I have the bar strut, webbing and the Stern performance carpet. My problem is I cannot figure out how to remove the rear seats, any help would be appreciated, hopefully with pics.....Thanks.


----------



## chelspeed (May 6, 2017)

Lots of relevant info here https://www.audizine.com/forum/showthre ... eat-delete


----------



## merlin c (Jan 25, 2012)

chelspeed said:


> Lots of relevant info here https://www.audizine.com/forum/showthre ... eat-delete


Thanks for that, I still cannot find MK3 TTRS rear seat removal in the Audizine website, but thanks for helping me.


----------



## chelspeed (May 6, 2017)

What about this? https://www.ttforum.co.uk/forum/viewtop ... l#p9467949


----------



## Alan W (Oct 8, 2007)

merlin c said:


> chelspeed said:
> 
> 
> > Lots of relevant info here https://www.audizine.com/forum/showthre ... eat-delete
> ...


I found the following in Post 35 of the Thread linked to above:

*Your first step will be removing the trunk liner and foam inserts.
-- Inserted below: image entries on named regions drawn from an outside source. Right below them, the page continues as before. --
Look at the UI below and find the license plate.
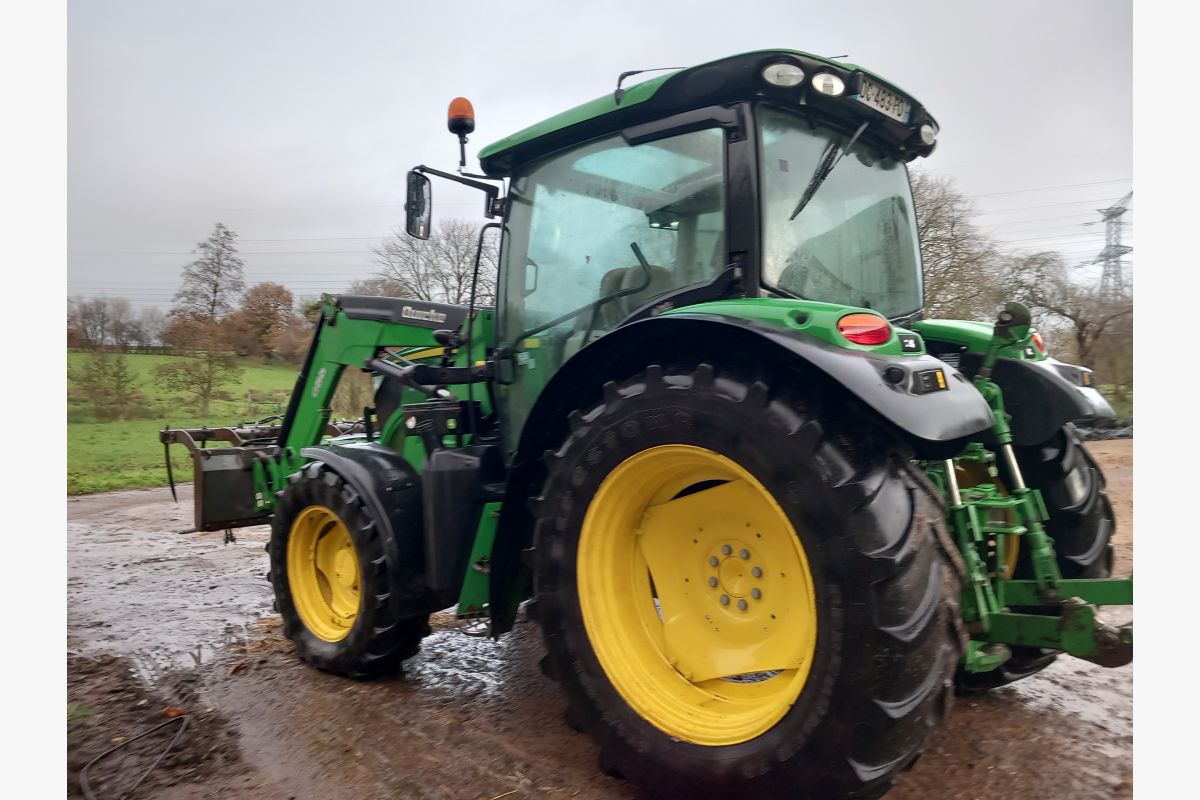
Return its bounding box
[856,78,912,122]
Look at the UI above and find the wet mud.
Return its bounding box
[67,440,1133,800]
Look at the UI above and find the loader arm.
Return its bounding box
[160,295,492,530]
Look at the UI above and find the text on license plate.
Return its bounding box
[858,78,912,122]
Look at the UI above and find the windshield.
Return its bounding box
[760,108,922,317]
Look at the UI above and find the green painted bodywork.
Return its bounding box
[662,297,925,355]
[479,49,916,172]
[169,50,1133,672]
[914,303,1133,673]
[479,72,678,160]
[912,319,1046,361]
[252,297,496,513]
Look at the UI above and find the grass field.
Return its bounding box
[67,353,1133,494]
[67,353,296,494]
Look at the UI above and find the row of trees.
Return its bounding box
[67,297,167,350]
[912,173,1133,393]
[67,173,1133,414]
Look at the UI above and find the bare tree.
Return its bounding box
[372,219,498,306]
[1009,253,1133,368]
[170,222,246,320]
[67,297,112,347]
[270,315,317,363]
[912,172,1006,319]
[137,306,167,347]
[107,297,139,350]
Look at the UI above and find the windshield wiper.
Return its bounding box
[787,122,869,222]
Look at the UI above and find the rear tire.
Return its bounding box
[955,425,1115,694]
[534,365,964,798]
[266,462,430,678]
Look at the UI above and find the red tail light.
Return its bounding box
[838,314,892,344]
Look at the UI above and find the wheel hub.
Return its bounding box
[577,445,816,745]
[288,505,360,642]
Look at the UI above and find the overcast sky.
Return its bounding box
[67,0,1135,307]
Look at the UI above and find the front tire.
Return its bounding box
[266,462,430,678]
[535,365,964,798]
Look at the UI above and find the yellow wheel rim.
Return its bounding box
[288,505,360,642]
[577,445,817,746]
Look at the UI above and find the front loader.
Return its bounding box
[162,50,1133,798]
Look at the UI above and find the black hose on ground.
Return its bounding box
[79,714,188,800]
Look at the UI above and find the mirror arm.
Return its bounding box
[413,164,502,219]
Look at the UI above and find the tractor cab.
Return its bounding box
[410,50,937,443]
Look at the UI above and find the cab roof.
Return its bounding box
[479,49,936,178]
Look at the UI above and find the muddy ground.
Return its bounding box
[67,440,1133,800]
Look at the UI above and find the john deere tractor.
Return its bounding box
[161,50,1133,798]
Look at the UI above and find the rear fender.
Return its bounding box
[491,312,992,632]
[962,353,1115,447]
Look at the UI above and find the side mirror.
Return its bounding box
[404,169,433,239]
[646,211,679,230]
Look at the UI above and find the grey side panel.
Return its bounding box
[962,353,1112,447]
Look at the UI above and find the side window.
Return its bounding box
[499,128,727,448]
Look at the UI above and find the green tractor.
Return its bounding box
[161,50,1133,798]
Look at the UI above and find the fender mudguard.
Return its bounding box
[962,353,1115,447]
[491,312,992,633]
[300,443,431,614]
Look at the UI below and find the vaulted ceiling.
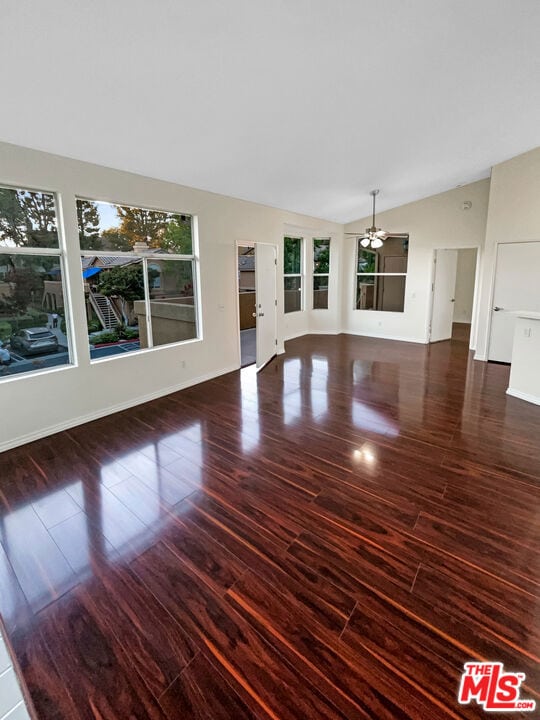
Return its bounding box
[0,0,540,222]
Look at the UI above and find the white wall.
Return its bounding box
[475,148,540,360]
[342,179,489,343]
[0,143,342,450]
[454,249,476,323]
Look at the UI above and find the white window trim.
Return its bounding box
[311,237,332,310]
[75,195,203,358]
[353,240,409,315]
[0,183,74,382]
[283,235,306,315]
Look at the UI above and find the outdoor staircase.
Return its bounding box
[89,291,121,330]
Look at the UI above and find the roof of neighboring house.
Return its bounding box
[81,255,142,270]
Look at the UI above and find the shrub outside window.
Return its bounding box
[77,198,198,360]
[283,237,303,313]
[313,238,330,310]
[0,187,71,379]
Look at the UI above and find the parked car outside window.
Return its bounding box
[10,327,58,355]
[0,340,11,365]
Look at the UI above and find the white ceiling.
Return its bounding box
[0,0,540,222]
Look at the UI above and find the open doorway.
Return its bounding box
[238,245,257,367]
[429,248,478,346]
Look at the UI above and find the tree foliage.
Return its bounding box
[77,200,103,250]
[283,237,302,275]
[101,228,133,252]
[313,239,330,275]
[160,215,193,255]
[116,205,174,248]
[8,267,43,313]
[0,188,58,248]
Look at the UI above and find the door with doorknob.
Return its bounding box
[429,250,458,342]
[488,242,540,363]
[254,243,277,370]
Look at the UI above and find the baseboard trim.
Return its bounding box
[506,388,540,405]
[0,365,239,453]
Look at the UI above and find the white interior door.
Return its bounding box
[488,242,540,362]
[429,250,457,342]
[255,243,277,370]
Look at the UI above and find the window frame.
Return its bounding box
[75,195,203,365]
[311,236,332,310]
[283,235,305,315]
[0,182,74,383]
[353,233,409,314]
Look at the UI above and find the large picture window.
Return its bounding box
[313,238,330,310]
[0,187,71,379]
[283,237,303,313]
[77,199,198,360]
[356,235,409,312]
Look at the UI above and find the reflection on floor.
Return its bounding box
[0,335,540,720]
[240,328,257,367]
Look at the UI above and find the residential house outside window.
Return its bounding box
[0,187,71,379]
[313,238,330,310]
[283,237,303,313]
[355,235,409,312]
[77,198,198,360]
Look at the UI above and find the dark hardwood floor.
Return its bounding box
[0,335,540,720]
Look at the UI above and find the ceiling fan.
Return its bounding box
[345,190,409,250]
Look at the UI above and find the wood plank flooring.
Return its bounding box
[0,334,540,720]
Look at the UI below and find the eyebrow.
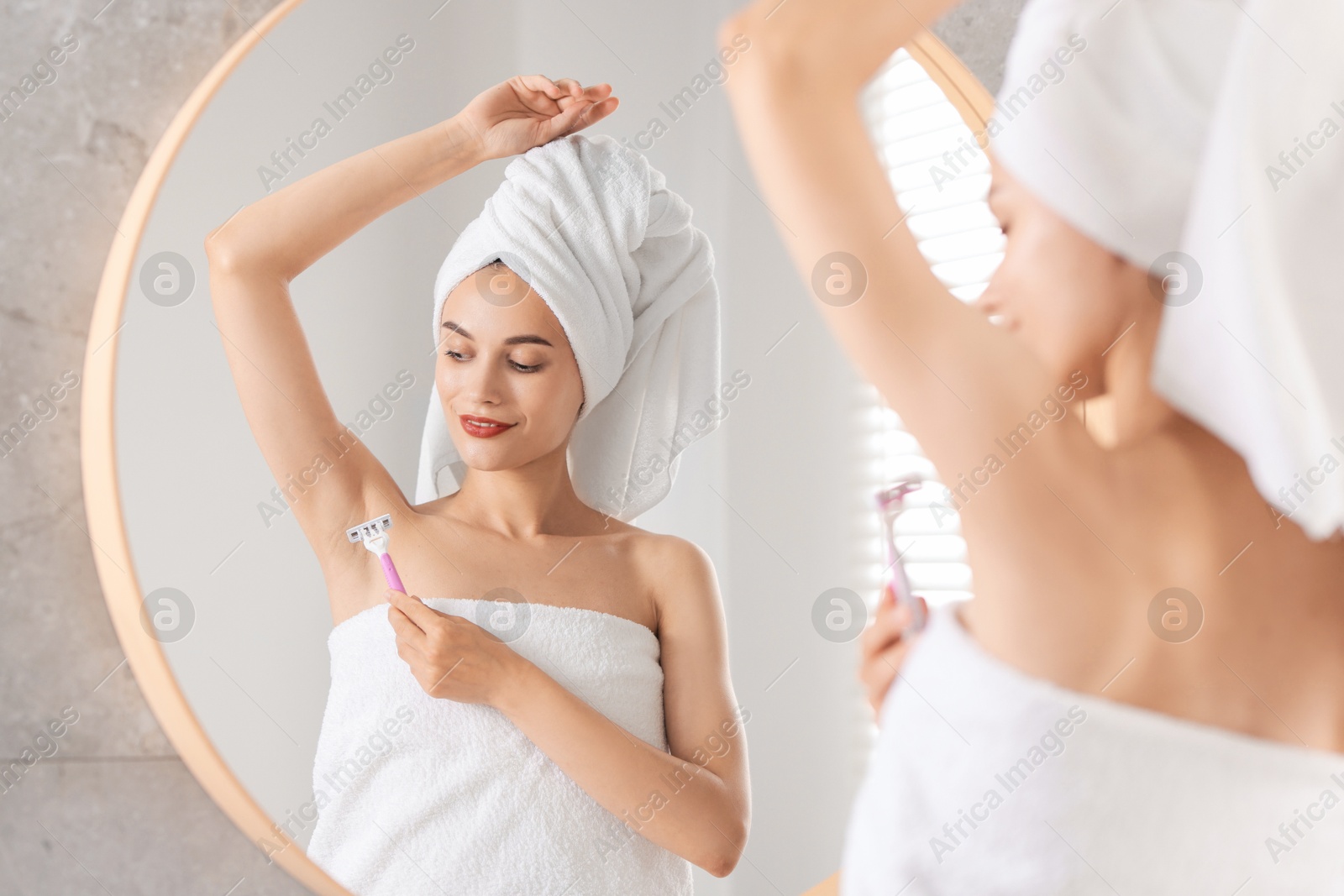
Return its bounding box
[444,321,554,348]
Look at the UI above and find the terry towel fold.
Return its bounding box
[840,607,1344,896]
[307,598,692,896]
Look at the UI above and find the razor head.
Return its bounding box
[874,473,925,511]
[345,513,392,542]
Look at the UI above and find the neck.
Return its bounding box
[452,445,593,538]
[1102,312,1176,446]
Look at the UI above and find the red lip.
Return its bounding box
[457,414,515,439]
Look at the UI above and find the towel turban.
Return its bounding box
[988,0,1344,538]
[415,134,719,520]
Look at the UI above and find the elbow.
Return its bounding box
[701,818,750,878]
[206,224,238,274]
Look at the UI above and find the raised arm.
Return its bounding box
[719,0,1084,491]
[206,76,616,560]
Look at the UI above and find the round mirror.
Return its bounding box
[82,0,992,894]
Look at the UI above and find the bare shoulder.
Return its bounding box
[629,527,723,631]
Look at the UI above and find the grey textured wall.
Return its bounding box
[0,0,1021,896]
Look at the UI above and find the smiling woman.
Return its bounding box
[198,61,750,896]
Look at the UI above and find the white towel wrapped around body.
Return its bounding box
[307,598,692,896]
[840,605,1344,896]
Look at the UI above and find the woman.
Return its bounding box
[721,0,1344,896]
[206,76,750,896]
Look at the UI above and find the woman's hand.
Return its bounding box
[457,76,620,159]
[858,584,929,715]
[387,589,528,706]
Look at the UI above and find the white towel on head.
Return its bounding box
[415,134,719,520]
[307,598,692,896]
[990,0,1344,538]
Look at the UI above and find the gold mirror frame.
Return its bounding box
[79,0,995,896]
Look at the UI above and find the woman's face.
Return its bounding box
[434,264,583,470]
[976,155,1160,392]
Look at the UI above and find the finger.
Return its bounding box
[388,591,444,631]
[543,99,593,143]
[519,76,569,99]
[387,607,428,649]
[862,605,910,652]
[555,78,583,97]
[563,97,620,134]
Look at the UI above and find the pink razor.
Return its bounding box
[875,473,927,631]
[345,513,406,594]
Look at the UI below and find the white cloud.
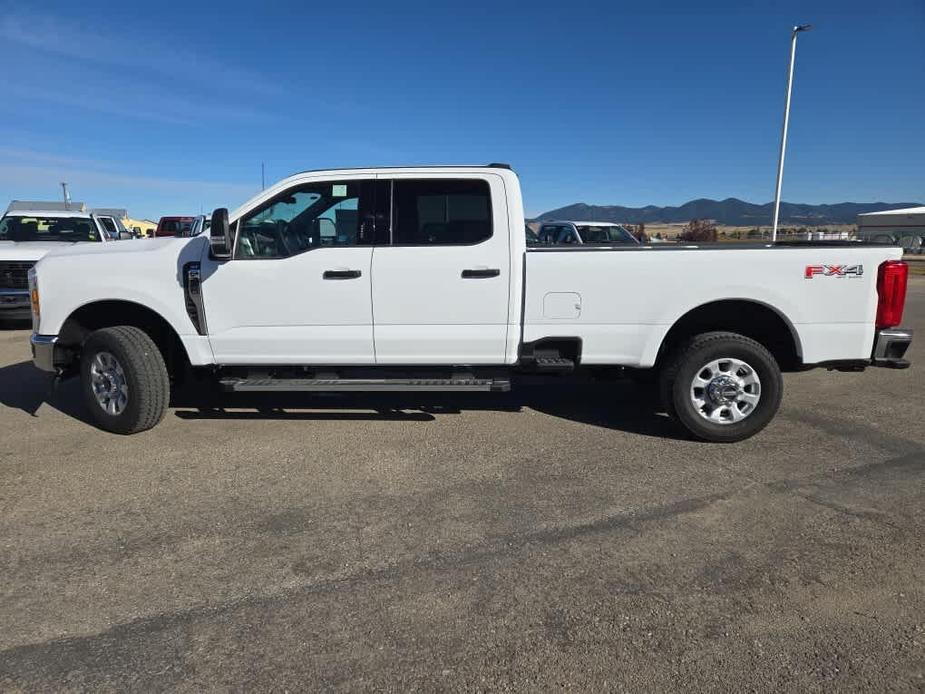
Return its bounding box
[0,9,279,94]
[0,148,258,218]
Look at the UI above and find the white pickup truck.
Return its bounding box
[0,207,110,320]
[30,164,911,442]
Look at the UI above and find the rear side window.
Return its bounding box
[392,179,492,246]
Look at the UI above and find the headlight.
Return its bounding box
[29,268,42,330]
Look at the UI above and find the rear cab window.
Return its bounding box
[391,179,494,246]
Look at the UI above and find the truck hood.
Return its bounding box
[0,241,94,261]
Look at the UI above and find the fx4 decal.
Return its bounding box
[803,265,864,280]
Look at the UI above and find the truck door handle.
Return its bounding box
[463,268,501,280]
[321,270,363,280]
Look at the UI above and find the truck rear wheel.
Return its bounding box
[80,325,170,434]
[660,332,784,443]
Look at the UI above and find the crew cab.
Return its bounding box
[0,209,109,320]
[30,164,912,442]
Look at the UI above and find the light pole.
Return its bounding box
[771,24,813,243]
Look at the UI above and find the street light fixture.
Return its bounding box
[771,24,813,243]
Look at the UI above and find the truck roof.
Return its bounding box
[6,208,90,219]
[541,219,623,227]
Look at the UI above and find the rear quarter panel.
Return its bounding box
[524,247,902,367]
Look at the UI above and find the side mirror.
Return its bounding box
[209,207,234,260]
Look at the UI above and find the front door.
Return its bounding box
[202,178,375,365]
[372,173,523,364]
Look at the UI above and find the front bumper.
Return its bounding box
[871,328,912,369]
[29,333,67,373]
[0,289,32,319]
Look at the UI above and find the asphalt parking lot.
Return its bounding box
[0,279,925,692]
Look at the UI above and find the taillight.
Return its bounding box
[877,260,909,328]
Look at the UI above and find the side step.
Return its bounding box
[533,357,575,371]
[219,378,511,393]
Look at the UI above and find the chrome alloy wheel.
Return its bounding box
[90,352,128,415]
[690,358,761,424]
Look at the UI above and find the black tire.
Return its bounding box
[659,332,784,443]
[80,325,170,434]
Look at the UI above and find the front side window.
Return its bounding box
[235,181,372,258]
[0,215,100,243]
[392,179,492,246]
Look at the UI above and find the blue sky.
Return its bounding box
[0,0,925,218]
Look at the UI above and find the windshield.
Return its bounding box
[578,225,639,244]
[161,219,193,236]
[0,215,100,243]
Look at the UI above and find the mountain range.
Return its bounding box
[537,198,922,227]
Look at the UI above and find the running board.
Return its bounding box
[219,378,511,393]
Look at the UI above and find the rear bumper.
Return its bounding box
[0,289,32,319]
[870,328,912,369]
[29,333,68,373]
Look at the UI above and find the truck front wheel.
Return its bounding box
[660,332,784,443]
[80,325,170,434]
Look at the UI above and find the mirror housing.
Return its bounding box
[209,207,234,260]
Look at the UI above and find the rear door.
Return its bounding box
[372,173,511,364]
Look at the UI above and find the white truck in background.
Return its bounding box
[0,208,111,320]
[30,164,911,442]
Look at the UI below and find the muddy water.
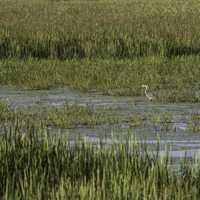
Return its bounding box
[0,87,200,163]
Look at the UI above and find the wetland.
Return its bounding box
[0,0,200,200]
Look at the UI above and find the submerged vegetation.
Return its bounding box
[0,0,200,200]
[0,123,200,199]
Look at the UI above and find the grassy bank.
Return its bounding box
[0,123,200,199]
[0,0,200,59]
[0,56,200,102]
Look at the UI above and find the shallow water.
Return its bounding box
[0,87,200,162]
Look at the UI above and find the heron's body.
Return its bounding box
[142,85,154,101]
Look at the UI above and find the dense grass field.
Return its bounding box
[0,0,200,102]
[0,0,200,200]
[0,0,200,59]
[0,120,200,200]
[0,56,200,102]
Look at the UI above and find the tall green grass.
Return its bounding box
[0,121,200,199]
[0,56,200,102]
[0,0,200,59]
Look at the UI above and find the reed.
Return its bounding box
[0,0,200,59]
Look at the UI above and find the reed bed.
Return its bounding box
[0,56,200,102]
[0,0,200,59]
[0,121,200,199]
There is a nut behind the seats that will become accessible with the foam out.

The biggest PITA is removing the plastic panels. You will bleed your own blood....

The back of the seat is separate from the bottom; only connected by the plastic bits around the things to hold a kid's seat.

The back of the seat is held by that nut accessible from the trunk, and another under the seat cushion(center). Then there are 4 bolts, two on either side; accessible once panels are removed. You'll need a T55 torx, 6" extension, and be prepared to pull like hell... they are in there good!!*

and the following in post 67:

*The bottom seat cushion has no bolts. Just pull up, but you have to remove the four plastic covers around the child seat anchor. Stick your fingers into the back of the cover and pull forward and they'll pop out. Then tilt the bottom and the cushion will come out.

Side panels were not as difficult as some have mentioned here. I certainly didn't bleed my own blood LOL! It's a two motion process: pull outwards first, use the handle/cup holder to pull out, then pull forward toward the front of the car, and it'll slide out.

The seat back is held by 4 T55s and 2 17 nut. You'll have to lift up the plastic cover in the middle of seat, between the two seat buckles. Remove the two little rubber fasteners with a trim removal tool or a flat screwdriver. Then lift it up and remove that 17 nut.*

See also Post 19 for a diagram on how the side panels are removed.

Hope that helps.

Alan W


----------